1803: The United States purchased the Louisiana Territory from France for 60 million francs, the equivalent of about $15 million.

1812: Louisiana became the 18th state of the Union. 1900: Engineer John Luther “Casey” Jones of the Illinois Central Railroad died in a train wreck near Vaughan, Miss., after staying at the controls in a successful effort to save the passengers.

1945: As Soviet troops approached his Berlin bunker, Adolf Hitler and his wife of one day, Eva Braun, killed themselves.

1947: President Harry S. Truman signed a resolution officially confirming the name of Hoover Dam, which had also come to be known as “Boulder Dam.”

1958: Britain’s Life Peerages Act 1958 allowed women to become members of the House of Lords.

1970: President Richard Nixon announced the U.S. was sending troops into Cambodia, an action that sparked widespread protest.

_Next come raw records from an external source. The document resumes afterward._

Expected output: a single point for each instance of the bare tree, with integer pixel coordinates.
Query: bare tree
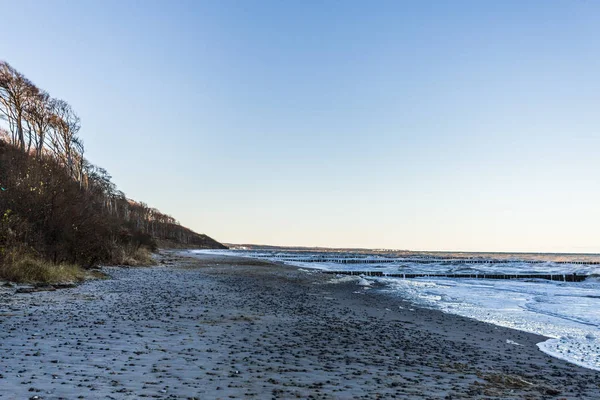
(15, 93)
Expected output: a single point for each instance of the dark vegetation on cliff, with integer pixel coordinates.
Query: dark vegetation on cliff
(58, 209)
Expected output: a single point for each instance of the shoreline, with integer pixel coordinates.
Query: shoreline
(226, 327)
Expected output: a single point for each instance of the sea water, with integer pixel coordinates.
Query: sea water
(566, 312)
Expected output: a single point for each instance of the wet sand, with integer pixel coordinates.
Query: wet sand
(222, 327)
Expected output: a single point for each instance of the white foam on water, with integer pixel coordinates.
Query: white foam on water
(566, 312)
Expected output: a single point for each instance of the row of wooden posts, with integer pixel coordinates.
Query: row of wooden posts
(342, 260)
(552, 277)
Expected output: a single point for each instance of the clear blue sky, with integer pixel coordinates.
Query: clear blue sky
(441, 125)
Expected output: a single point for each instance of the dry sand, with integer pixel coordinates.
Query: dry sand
(222, 327)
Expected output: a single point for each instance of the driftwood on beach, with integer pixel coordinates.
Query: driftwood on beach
(552, 277)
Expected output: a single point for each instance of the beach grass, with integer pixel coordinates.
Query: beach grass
(24, 268)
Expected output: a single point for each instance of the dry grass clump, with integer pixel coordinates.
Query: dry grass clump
(24, 268)
(134, 257)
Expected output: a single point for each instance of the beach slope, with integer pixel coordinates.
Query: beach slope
(224, 327)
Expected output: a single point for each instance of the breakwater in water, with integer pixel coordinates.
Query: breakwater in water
(553, 277)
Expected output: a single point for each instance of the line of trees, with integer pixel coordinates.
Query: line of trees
(53, 201)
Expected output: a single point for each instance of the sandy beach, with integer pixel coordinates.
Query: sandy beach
(221, 327)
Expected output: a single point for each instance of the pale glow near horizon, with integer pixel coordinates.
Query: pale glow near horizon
(460, 126)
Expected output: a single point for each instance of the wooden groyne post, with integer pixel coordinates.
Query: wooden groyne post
(552, 277)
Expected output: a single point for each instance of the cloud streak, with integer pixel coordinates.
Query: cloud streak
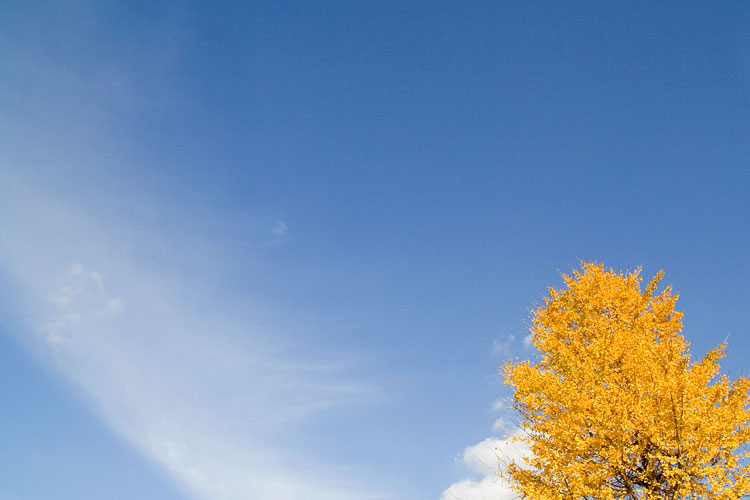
(211, 397)
(485, 462)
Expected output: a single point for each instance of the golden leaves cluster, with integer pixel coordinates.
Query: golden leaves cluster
(615, 408)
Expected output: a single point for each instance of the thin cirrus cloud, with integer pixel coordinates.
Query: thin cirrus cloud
(485, 462)
(203, 395)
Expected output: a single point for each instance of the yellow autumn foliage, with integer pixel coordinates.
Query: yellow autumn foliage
(615, 408)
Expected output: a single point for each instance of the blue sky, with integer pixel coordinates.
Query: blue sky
(277, 250)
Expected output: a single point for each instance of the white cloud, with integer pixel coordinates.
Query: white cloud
(211, 396)
(485, 462)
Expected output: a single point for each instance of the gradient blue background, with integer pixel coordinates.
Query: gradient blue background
(436, 164)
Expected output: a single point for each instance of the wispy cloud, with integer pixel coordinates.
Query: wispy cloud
(199, 391)
(279, 229)
(485, 462)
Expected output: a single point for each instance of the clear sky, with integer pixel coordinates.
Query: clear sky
(277, 250)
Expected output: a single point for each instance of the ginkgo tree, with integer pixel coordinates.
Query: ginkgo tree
(615, 408)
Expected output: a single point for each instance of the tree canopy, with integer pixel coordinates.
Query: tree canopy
(615, 408)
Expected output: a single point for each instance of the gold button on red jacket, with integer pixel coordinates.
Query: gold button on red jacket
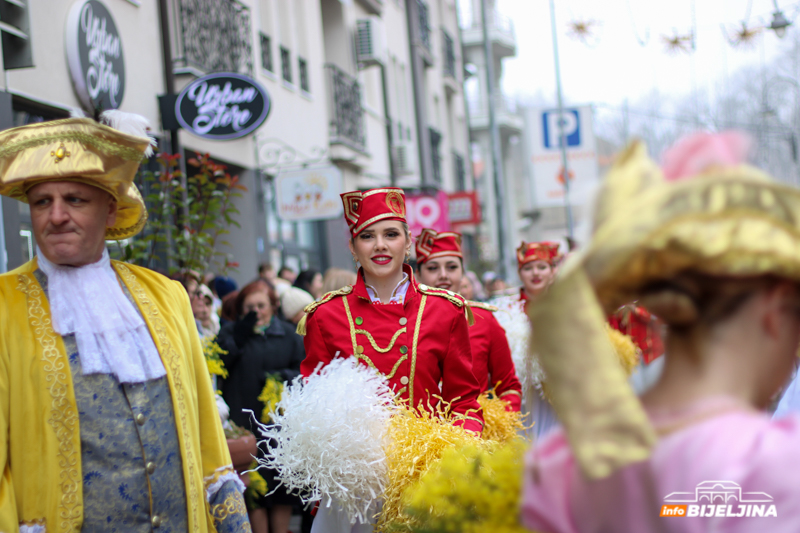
(430, 347)
(491, 356)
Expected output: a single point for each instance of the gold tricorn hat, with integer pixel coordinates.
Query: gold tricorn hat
(727, 220)
(80, 150)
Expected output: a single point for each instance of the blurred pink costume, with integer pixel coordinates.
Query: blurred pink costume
(734, 446)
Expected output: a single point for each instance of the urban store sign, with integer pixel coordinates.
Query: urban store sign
(222, 106)
(94, 55)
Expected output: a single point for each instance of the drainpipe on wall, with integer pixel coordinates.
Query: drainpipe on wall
(169, 75)
(389, 125)
(417, 77)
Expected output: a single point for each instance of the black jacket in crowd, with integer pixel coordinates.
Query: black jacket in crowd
(251, 356)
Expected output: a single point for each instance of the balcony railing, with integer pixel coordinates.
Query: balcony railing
(347, 114)
(449, 55)
(213, 36)
(503, 104)
(424, 24)
(498, 24)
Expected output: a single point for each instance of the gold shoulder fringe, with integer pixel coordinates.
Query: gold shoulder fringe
(481, 305)
(454, 298)
(310, 308)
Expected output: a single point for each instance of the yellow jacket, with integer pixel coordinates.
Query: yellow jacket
(41, 456)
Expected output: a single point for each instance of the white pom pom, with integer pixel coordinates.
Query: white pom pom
(511, 316)
(129, 123)
(327, 439)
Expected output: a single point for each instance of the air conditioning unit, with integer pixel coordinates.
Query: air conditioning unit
(403, 159)
(370, 41)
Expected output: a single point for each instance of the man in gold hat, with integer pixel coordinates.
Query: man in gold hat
(106, 406)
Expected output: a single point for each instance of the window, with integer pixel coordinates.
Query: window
(266, 53)
(286, 64)
(302, 71)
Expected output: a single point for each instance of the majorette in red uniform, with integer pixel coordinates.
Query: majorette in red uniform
(491, 357)
(535, 265)
(418, 341)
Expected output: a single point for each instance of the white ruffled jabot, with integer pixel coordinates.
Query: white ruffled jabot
(112, 337)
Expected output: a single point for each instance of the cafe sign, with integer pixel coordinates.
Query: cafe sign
(309, 194)
(222, 106)
(94, 54)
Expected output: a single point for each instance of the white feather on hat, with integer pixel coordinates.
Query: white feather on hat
(129, 123)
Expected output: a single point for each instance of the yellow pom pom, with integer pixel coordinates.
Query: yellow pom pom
(212, 352)
(270, 396)
(472, 489)
(257, 483)
(415, 442)
(624, 348)
(499, 423)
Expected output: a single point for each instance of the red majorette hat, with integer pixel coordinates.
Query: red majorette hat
(362, 209)
(536, 251)
(431, 245)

1973: President Richard Nixon announced the resignatio­ns of top aides H.R. Haldeman and John Ehrlichman, Attorney General Richard G. Kleindiens­t and White House counsel John Dean, who was actually fired.

1975: The Vietnam War ended as the South Vietnamese capital of Saigon fell to Communist forces.

1983: Blues singer and guitarist Muddy Waters died in Westmont, Ill., at age 68.

1993: Top-ranked women’s tennis player Monica Seles was stabbed in the back during a match in Hamburg, Germany, by a man who described himself as a fan of second-ranked German player Steffi Graf. (The man, convicted of causing grievous bodily harm, was given a suspended sentence.)

2004: Arabs expressed outrage at graphic photograph­s of naked Iraqi prisoners being humiliated by U.S. military police; President George W. Bush condemned the mistreatme­nt of prisoners, saying “that’s not the way we do things in America.”

2021: Disneyland reopened its gates after a 13-month closure caused by the coronaviru­s; capacity was limited for the reopening, and only California residents were allowed in.